Сопронов отодвинул на столе камень и подвинул чернильницу.
— Вот! Пиши заявленье. Дадим тебе в счет колхозной ссуды дом Евграфа Миронова!
Кеша не поверил своим ушам:
— Евграфов?
— Евграфов.
Кеша опять как-то остолбенел. Но постепенно стал оживать, задвигался на скамье, начал глядеть то на Сопронова, то на Куземкина.
— Пиши, пиши! — поддержал Куземкин. — Вот тебе чистая грамота.
— Дак это… А самово-то ево куды?
— Ево в твою. Ежели не отправим еще дальше, — сказал Сопронов.
— Да я, вишь, это… Грамота-то моя не больно. Ежели бы кто написал, а я расписаться-то дюж.
— Ну, с тебя пол-литра, — сказал Митя. — Я тебе напишу заявленье…
Митя взял клок бумаги и сел за стол. Сопронов разглядывал камень.
— Дресва… Из банной шайки. Вот только из чьей шайки? Как думаешь, Асикрет Ливодорович?
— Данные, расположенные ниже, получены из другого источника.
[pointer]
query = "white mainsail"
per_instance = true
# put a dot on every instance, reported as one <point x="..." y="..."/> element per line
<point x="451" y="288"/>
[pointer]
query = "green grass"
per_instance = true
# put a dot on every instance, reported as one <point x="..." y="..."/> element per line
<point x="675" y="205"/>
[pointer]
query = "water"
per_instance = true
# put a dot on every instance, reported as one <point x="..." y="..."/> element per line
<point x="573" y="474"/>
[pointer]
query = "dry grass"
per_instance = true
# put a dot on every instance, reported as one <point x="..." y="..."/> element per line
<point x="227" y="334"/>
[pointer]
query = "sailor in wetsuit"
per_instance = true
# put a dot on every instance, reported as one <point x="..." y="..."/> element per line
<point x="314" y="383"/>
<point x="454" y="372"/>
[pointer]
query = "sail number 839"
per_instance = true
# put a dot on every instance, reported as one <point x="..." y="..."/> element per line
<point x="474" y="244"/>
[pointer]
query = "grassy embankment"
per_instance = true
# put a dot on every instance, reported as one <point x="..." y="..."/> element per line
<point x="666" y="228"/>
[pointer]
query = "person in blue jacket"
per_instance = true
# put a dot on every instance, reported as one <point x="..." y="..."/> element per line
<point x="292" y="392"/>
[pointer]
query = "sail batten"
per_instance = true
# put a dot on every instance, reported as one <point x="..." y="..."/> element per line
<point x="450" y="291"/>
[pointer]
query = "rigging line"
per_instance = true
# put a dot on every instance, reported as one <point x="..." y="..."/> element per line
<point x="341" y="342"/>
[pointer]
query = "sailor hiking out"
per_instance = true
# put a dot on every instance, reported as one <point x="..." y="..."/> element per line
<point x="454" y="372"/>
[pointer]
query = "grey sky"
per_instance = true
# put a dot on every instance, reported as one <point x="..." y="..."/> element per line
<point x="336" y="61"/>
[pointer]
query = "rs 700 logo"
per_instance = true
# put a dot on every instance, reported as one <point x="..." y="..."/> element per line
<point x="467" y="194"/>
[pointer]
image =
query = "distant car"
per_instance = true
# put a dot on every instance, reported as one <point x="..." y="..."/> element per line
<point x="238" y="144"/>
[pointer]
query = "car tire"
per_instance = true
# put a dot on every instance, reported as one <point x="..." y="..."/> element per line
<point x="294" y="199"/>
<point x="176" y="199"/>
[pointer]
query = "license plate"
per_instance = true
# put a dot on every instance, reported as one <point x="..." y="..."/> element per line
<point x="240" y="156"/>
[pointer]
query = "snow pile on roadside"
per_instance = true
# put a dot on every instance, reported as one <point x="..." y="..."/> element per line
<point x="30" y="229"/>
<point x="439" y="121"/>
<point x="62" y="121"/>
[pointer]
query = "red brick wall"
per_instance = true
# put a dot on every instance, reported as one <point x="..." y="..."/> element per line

Ошеломленный Кеша не сразу и понял, о чем его спрашивают.
— Шаек-то, Игнатей, оно много… В кажной бане есть. Шаецьки-ти. Думаю, надо робетешек спросить, дело такое. Игрище было у Самоварихи… Жучкове семейство ночует там жо…
Кеша не договорил, заскрипела лестница. Дверь открылась, запыхавшаяся Тоня поздоровалась и остановилась у порога. Куземкин откинулся от стола:
— Ты вот чево скажи, Антонида! Десятские нонче кто?
— Мы. — Тоня перевела дух.
— А кто это у вас ночевал-то? Не выселенцы?
Тоня молчала. «Откуда узнали? Да ведь узнать не диво, деревня большая», — подумала девка.
Сопронов кивком приказал Куземкину продолжать писать и сам обернулся к Тоньке:
— Беги и скажи им, чтобы шли суда! После этого сбегаешь за Иваном Нечаевым.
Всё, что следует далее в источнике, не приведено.